The new Nomura CEO, Koji Nagai, inherits a daunting task. He needs to refocus Nomura’s international operations, which are struggling to cover their costs. However, the firm cannot afford to retreat totally to the land of cherry blossom and Samurais. The limited prospects for domestic growth were among the key factors that prompted the Lehman acquisition. In late August, Nagai unveiled plans to cut an additional $1 billion of costs by March 2014. Cost reductions will apparently be centred on wholesale operations and will involve job cuts in Europe, where some 4,000 people are employed.

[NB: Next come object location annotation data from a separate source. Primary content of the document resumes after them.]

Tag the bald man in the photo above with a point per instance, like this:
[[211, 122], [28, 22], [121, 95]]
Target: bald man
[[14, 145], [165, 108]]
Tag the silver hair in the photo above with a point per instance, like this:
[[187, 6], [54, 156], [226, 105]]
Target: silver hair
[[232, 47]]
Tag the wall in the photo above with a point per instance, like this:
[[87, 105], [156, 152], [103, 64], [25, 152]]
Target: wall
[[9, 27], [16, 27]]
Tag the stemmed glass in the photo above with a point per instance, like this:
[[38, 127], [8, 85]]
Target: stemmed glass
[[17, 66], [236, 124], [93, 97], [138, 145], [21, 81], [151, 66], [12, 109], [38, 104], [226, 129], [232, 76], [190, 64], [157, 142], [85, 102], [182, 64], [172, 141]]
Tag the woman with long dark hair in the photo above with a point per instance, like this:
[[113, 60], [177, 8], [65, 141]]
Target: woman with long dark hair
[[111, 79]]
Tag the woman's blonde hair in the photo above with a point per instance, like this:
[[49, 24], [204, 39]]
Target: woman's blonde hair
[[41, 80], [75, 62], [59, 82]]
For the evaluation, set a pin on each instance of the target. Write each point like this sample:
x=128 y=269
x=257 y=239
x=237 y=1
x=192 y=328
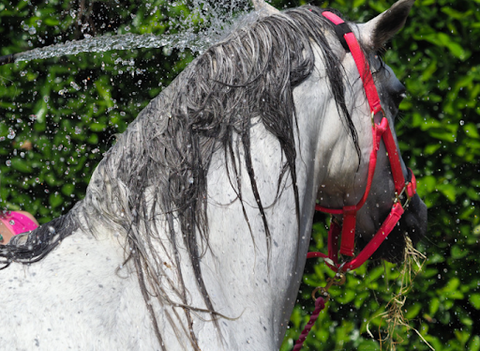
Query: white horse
x=195 y=227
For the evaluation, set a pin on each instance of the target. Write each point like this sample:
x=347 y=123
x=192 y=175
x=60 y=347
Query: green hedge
x=58 y=116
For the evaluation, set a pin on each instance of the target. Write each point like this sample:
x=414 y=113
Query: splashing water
x=215 y=18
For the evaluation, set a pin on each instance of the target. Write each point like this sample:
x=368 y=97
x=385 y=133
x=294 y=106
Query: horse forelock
x=159 y=166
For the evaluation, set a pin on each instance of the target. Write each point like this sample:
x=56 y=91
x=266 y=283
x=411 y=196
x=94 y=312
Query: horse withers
x=195 y=226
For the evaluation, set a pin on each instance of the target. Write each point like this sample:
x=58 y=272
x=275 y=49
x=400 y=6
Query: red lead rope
x=347 y=230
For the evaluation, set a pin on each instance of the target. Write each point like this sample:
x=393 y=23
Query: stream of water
x=216 y=16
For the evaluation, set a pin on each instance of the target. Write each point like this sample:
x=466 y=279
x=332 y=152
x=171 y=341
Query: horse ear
x=376 y=32
x=263 y=8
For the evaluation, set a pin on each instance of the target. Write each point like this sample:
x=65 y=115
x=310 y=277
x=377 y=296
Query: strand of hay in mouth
x=393 y=316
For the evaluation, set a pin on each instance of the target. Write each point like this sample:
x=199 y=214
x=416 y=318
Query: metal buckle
x=338 y=279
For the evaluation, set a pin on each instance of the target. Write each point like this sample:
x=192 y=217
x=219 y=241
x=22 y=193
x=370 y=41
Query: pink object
x=17 y=223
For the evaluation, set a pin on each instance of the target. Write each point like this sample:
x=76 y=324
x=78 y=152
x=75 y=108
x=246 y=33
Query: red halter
x=380 y=131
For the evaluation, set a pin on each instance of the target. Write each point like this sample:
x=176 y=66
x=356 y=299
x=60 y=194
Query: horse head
x=353 y=186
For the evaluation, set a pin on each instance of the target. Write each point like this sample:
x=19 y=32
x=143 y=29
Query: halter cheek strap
x=379 y=131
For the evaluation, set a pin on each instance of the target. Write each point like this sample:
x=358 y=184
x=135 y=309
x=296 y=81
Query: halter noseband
x=379 y=131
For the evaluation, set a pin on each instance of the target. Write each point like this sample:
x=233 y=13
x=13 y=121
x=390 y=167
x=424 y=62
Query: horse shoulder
x=76 y=297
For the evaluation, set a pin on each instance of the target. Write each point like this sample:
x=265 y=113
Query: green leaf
x=475 y=300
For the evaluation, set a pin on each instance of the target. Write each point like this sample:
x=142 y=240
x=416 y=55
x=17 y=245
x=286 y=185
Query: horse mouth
x=413 y=225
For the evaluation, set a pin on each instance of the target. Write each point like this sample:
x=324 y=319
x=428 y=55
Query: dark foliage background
x=58 y=116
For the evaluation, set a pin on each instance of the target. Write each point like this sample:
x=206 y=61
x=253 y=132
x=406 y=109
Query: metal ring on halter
x=338 y=280
x=375 y=113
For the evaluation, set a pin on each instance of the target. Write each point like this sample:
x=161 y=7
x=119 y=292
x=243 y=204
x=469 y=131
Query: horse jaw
x=375 y=33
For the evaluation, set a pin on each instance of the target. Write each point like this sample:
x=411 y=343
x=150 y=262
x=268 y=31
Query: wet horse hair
x=159 y=166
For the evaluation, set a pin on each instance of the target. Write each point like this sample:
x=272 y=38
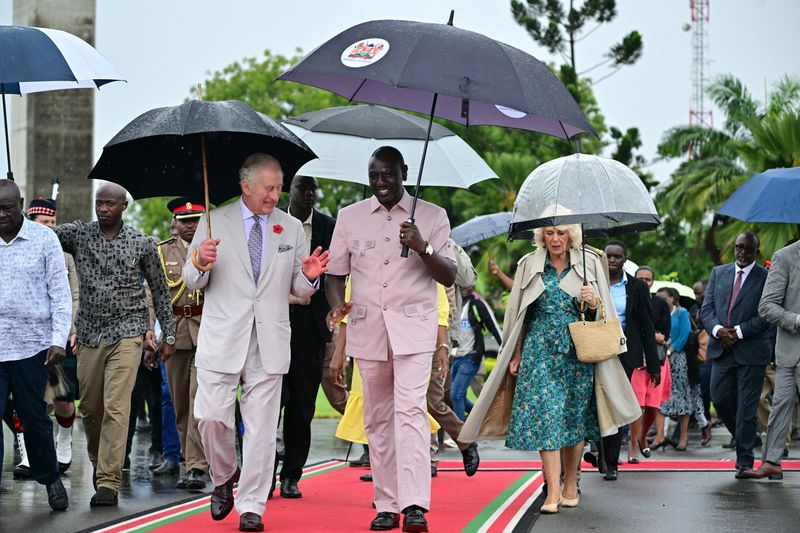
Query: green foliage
x=755 y=137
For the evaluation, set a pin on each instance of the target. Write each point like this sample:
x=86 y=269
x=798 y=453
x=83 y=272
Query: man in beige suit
x=259 y=258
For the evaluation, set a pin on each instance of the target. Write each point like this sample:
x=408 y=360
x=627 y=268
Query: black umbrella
x=442 y=71
x=170 y=151
x=159 y=153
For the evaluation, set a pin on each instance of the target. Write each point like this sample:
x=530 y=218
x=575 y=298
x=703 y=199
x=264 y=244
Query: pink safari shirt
x=394 y=299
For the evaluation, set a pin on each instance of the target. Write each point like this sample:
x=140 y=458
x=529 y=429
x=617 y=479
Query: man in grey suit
x=780 y=306
x=259 y=258
x=737 y=346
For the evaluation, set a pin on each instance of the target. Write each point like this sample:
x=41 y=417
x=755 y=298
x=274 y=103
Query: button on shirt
x=619 y=295
x=113 y=304
x=745 y=272
x=35 y=298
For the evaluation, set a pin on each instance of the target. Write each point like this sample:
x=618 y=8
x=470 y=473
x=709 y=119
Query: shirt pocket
x=362 y=253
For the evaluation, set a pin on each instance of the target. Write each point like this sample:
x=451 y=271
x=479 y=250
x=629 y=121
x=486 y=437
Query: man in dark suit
x=738 y=346
x=309 y=335
x=632 y=303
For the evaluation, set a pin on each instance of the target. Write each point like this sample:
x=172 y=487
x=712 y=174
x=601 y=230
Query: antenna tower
x=698 y=114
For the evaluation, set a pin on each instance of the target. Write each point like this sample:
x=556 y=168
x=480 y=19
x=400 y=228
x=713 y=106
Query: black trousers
x=147 y=389
x=299 y=394
x=26 y=380
x=735 y=391
x=613 y=443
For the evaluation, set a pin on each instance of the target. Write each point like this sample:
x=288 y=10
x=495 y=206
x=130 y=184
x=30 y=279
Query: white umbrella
x=345 y=137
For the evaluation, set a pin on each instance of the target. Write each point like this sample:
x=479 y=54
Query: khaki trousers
x=439 y=410
x=182 y=380
x=336 y=393
x=106 y=376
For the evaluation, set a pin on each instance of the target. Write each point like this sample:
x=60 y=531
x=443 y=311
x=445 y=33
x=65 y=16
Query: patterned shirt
x=112 y=296
x=34 y=295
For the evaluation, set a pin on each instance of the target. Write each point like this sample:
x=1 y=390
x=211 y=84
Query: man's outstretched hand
x=315 y=264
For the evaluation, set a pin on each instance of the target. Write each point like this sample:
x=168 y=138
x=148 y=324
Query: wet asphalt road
x=646 y=502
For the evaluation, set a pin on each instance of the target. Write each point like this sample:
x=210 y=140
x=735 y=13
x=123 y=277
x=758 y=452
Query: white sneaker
x=64 y=447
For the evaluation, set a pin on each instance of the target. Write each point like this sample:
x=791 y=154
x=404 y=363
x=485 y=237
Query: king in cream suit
x=259 y=257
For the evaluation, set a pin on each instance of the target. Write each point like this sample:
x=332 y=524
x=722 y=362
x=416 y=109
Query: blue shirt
x=35 y=299
x=619 y=295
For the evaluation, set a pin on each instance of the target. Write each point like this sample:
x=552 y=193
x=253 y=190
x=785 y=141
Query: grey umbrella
x=481 y=228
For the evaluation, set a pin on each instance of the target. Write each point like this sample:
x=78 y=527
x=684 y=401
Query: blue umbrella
x=772 y=196
x=42 y=59
x=481 y=228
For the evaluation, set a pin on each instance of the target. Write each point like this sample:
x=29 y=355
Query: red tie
x=736 y=288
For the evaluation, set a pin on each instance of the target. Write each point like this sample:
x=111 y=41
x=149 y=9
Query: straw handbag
x=596 y=341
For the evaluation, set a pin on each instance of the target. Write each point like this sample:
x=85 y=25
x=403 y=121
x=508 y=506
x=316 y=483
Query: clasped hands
x=313 y=266
x=728 y=338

Indeed a week later it was announced that William Vereker, a former Lehman executive and co-head of global investment banking, would be retreating to a new role as vice-chairman focusing on client relationships. This is probably the clarion call that I have been waiting for. The gung-ho spirit of international advancement of the Nomura warriors is over.

Nagai is to be congratulated on grasping an unpalatable nettle quickly. But I still worry about the firm. It might be stuck in the middle with nowhere to go: it is neither a global, bulge-bracket player nor a focused, low-cost, niche operator. The firm’s future, to me, looks a bleak shade of grey.